Ces deux dépenses litigieuses seront cependant comprises dans l’indemnité accordée à la Caisse Primaire d’Assurance Maladie du Rhône dès lors que le rapport d’expertise du Docteur [P] et du Docteur [S] inclut ces deux examens parmi le parcours de soins de Monsieur [A] [K] (dernière mention du paragraphe II – 3 en milieu de la page 14).
La demande de l’organisme de sécurité sociale sera donc entièrement satisfaite.
Sur les demandes accessoires
En application de l’article 696 du code de procédure civile, l’établissement de soins sera condamné aux dépens avec droit de recouvrement direct au profit de l’avocat de l’organisme de sécurité sociale.
Il sera également tenu de régler au titre des frais irrépétibles aux époux [K] une somme globale de 2 000 € et une somme de 1 200 € à l’organisme de sécurité sociale qui recevra par ailleurs une indemnité forfaitaire de gestion de 1 212 €.
En vertu de l’article 514 du code de procédure civile, le jugement est assorti de droit de l’exécution provisoire, sans qu’il y ait lieu de l’écarter, ni d’ordonner la constitution d’une garantie par les époux [K] ou la consignation des condamnations mises à la charge de l’établissement de santé.
Il n’y a pas lieu de déclarer le jugement commun à l’organisme de sécurité sociale régulièrement assigné et qui a même constitué avocat.

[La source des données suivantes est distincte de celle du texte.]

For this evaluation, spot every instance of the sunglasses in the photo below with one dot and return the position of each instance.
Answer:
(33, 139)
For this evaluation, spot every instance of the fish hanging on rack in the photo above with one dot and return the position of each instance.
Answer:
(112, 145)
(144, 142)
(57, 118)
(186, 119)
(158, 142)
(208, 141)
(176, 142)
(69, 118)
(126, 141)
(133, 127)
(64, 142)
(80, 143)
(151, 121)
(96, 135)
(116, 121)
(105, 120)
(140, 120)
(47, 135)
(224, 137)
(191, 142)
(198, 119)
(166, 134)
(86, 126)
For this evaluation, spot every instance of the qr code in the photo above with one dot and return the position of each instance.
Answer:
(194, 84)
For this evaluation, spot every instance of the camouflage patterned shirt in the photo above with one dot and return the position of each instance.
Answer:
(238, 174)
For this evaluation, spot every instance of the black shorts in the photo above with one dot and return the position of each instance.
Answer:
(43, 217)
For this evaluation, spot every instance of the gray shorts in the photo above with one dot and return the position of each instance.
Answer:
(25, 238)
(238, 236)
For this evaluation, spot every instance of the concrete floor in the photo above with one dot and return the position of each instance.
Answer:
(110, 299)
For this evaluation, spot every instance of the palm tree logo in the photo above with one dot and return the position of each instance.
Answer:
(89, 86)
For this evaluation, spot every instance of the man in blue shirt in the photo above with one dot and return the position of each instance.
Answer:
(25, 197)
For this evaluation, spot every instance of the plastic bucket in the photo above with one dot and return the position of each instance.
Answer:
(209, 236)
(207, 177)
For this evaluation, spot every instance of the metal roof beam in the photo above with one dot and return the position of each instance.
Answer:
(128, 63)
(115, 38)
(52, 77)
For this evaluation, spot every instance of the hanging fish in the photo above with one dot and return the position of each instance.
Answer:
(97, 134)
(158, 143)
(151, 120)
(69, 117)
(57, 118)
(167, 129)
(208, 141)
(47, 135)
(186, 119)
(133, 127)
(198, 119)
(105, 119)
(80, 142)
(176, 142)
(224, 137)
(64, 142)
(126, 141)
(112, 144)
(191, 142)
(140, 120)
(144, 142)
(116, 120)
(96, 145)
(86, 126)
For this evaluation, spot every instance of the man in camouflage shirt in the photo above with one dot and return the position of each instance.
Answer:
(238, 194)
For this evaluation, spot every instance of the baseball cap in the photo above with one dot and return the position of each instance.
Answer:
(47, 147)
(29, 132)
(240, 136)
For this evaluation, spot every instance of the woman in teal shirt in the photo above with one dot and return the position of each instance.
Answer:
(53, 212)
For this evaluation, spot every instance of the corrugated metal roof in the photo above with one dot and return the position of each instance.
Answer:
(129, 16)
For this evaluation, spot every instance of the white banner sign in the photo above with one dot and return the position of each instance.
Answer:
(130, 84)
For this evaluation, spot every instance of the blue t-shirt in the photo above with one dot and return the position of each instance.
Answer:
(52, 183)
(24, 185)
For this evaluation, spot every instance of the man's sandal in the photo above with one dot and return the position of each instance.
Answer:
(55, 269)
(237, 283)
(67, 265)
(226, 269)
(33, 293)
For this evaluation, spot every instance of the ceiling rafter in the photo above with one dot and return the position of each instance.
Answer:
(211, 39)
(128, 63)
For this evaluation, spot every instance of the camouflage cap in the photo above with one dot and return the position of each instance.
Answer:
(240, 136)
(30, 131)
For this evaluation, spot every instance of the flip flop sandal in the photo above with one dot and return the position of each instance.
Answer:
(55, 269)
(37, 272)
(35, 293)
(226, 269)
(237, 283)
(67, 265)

Enfin, conformément à l’article 1231-7 du code civil, toutes les condamnations seront assorties d’intérêts aux taux légal courant à compter du jugement.
PAR CES MOTIFS
Le Tribunal, statuant publiquement, en premier ressort et par jugement contradictoire,
Condamne la SA HÔPITAL PRIVÉ JEAN [Adresse 9] à régler à Monsieur [J] [K] et Madame [C] [V] épouse [K], agissant en qualité de représentants légaux de leur fils [A] [K], la somme de 25 629, 20 € avec intérêts au taux légal courant à compter du jugement
Condamne la SA HÔPITAL PRIVÉ JEAN [Adresse 9] à régler à Monsieur [J] [K] une somme de 3 000 € avec intérêts au taux légal courant à compter du jugement
Condamne la SA HÔPITAL PRIVÉ JEAN [Adresse 9] à régler à Madame [C] [V] épouse [K] une somme de 3 000 € avec intérêts au taux légal courant à compter du jugement
Condamne la SA HÔPITAL PRIVÉ JEAN [Adresse 9] à régler à la CAISSE PRIMAIRE D’ASSURANCE MALADIE DU RHÔNE la somme de 17 712, 66 € avec intérêts au taux légal courant à compter du jugement
Condamne la SA HÔPITAL PRIVÉ JEAN [Adresse 9] à supporter le coût des dépens de l’instance avec droit de recouvrement direct au profit de l’avocat de la CAISSE PRIMAIRE D’ASSURANCE MALADIE DU RHÔNE
Condamne la SA HÔPITAL PRIVÉ JEAN [Adresse 9] à régler à Monsieur [J] [K] et Madame [C] [V] épouse [K] la somme globale de 2 000 € en application de l’article 700 du code de procédure civile
Condamne la SA HÔPITAL PRIVÉ JEAN [Adresse 9] à régler à la CAISSE PRIMAIRE D’ASSURANCE MALADIE DU RHÔNE la somme de 1 200 € en application de l’article 700 du code de procédure civile et une somme de 1 212 € en application de l’article L376-1 du code de la sécurité sociale
Déboute les parties pour le surplus de leurs demandes.
Prononcé à la date de mise à disposition au greffe par Stéphanie BENOIT, vice-président
En foi de quoi le présent jugement a été signé par le Président, Stéphanie BENOIT, et Sylvie ANTHOUARD, Greffier présent lors du prononcé.